Bank of England warns Greek debt crisis could delay interest rate rise

Bank of England policymakers are concerned that backsliding in talks to resolve the Greek debt crisis could delay Britain’s first interest rate rise in eight years, but admitted that the prospect of a hike is increasing as the UK economy strengthens.

With Brussels and Athens yet to begin formal talks on a third bailout deal, the monetary policy committee (MPC) said the eurozone could falter in the event of renewed infighting between Greece and its creditors.

 Uncertainty about the prospects for wage growth also held back the MPC from bringing forward a rates rise, according to minutes of its meeting this month. Instead, the MPC voted unanimously to maintain the base rate at 0.5%.

 The minutes said: “For all MPC members, the policy decision this month was clear cut.” For a number of policymakers, however, it was the threat posed by rising wages on the Bank’s inflation target of 2% and not just the “very material factor” of Greece’s debt standoff that influenced their vote to keep rates on hold.

 “Absent that uncertainty, the decision between holding Bank rate at its current level versus a small increase was becoming more finely balanced,” the minutes said. The Bank of England governor, Mark Carney, argued last week that Britain would need to start raising interest rates to cool economic growth and prevent inflation heading above the 2% target.

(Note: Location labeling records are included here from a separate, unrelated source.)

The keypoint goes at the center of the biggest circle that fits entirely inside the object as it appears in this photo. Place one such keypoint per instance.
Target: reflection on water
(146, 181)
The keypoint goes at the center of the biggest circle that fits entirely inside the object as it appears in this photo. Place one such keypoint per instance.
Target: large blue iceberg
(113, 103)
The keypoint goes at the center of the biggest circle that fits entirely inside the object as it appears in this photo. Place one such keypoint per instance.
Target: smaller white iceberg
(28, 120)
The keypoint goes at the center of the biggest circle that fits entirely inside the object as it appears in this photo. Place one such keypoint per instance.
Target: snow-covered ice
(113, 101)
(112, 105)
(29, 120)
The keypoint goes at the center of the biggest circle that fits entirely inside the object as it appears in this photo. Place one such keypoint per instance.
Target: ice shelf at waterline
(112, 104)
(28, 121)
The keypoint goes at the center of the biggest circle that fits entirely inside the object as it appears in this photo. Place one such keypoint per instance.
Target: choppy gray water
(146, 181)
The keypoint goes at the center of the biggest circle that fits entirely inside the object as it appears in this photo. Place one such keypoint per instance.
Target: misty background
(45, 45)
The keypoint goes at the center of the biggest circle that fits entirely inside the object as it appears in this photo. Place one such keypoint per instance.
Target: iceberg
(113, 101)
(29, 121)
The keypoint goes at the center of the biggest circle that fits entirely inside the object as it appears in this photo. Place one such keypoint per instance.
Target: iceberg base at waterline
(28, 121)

 He said a rise in rates could come before Christmas if the trend for higher wages put pressure on prices after a period of zero inflation. The prospect of interest rates moving higher sent the pound up half a cent against the dollar to $1.56, while against the euro it gained 0.6% to €1.43, recovering most of the losses from earlier in the week.

 Chris Williamson, chief economist at financial data provide Markit, said Carney’s speech had already frightened growing numbers of consumers into believing they faced the prospect of higher inflation and an increase in mortgage costs by the spring of next year at the latest.

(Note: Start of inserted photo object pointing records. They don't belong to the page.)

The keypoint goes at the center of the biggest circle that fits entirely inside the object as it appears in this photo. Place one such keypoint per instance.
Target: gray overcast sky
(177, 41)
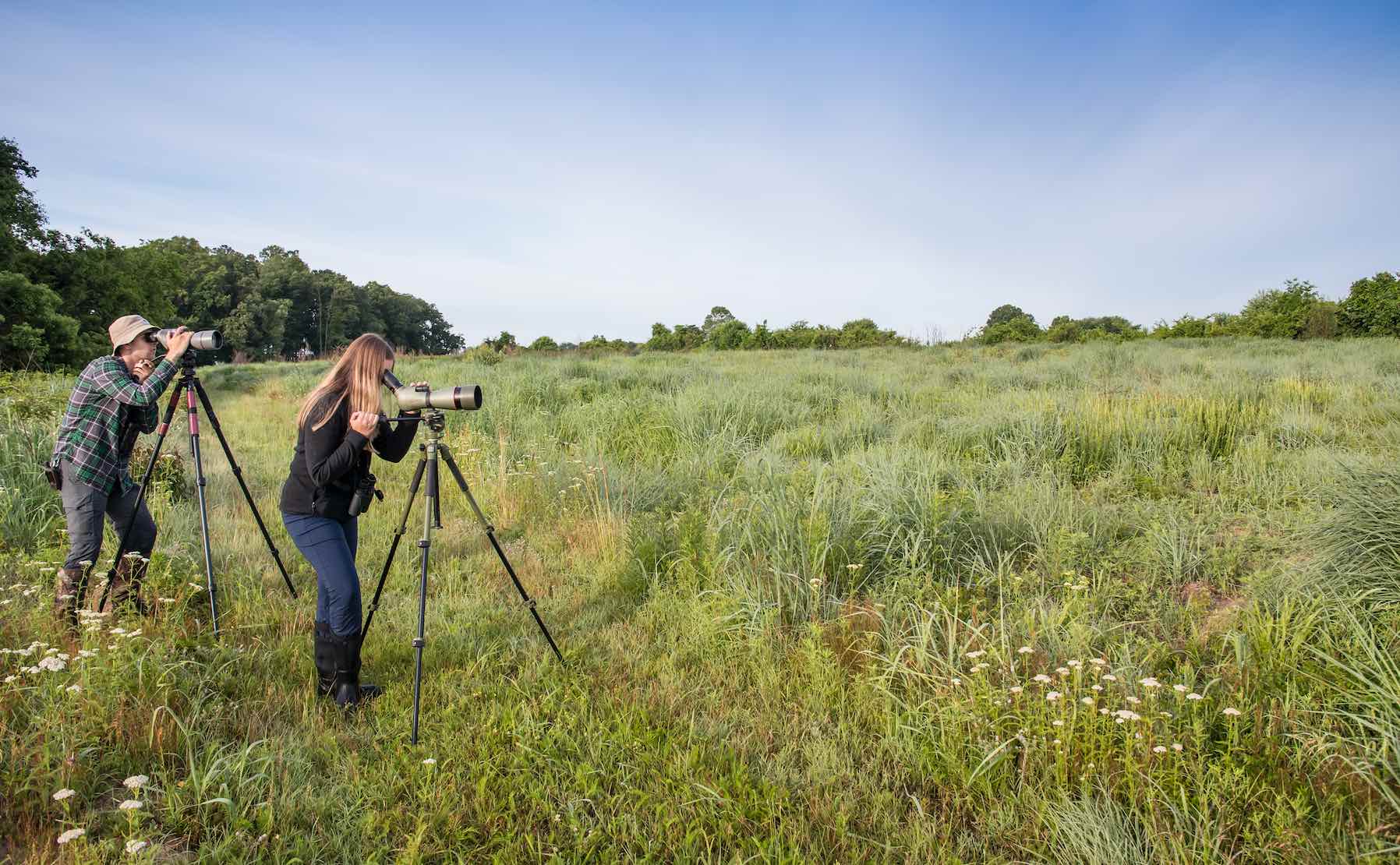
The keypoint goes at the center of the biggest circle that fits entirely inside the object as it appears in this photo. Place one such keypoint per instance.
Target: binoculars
(448, 399)
(200, 341)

Citing Markit’s latest household finance index, which is based on a survey of 15,000 households, he said: “Households have already started to adjust to the reality of rate hikes drawing nearer, mentally at least. The survey showed one in three households expect the Bank to starting hiking in the next six months picked up to 34%, up from one in four in June.”

 The Bank’s chief economist, Andy Haldane, has voiced concern that a rate rise risks undermining the UK’s recovery when households also face a squeeze from higher prices.

 Wages increased by 3.2% in May while inflation was virtually flat, providing workers with the highest average wage increase since the financial crisis. But the central bank expects inflation to increase over the coming months and voiced concerns that the momentum would be maintained over the coming months, which increases the prospect of a rate hike.

 But Haldane appears to be a lone voice after another dove, David Miles, ditched his long-held resistance to higher rates in a speech where he argued it would be a “bad mistake” to delay for much longer.

 Some City analysts supported the view that a squeeze on manufacturers from the high pound and the UK’s weak recovery meant a rate hike still looks a long way off. Martin Back, UK economist at the EY Item Club, said: “Recent falls in the price of oil and energy could contribute to inflation falling into negative territory in the next few months.

 “Moreover, were the UK to be the first major economy to undertake rate ‘lift-off’, the already sizeable upward pressure on sterling could accelerate significantly, hitting exporters and undermining the prospect of inflation returning to the 2% target,.”

 Wednesday’s release of the minutes was the last that BoE will make separately to the announcement of its interest rate decisions. Starting with its rates announcement on 6 August, minutes will be published at the same time as policy decisions.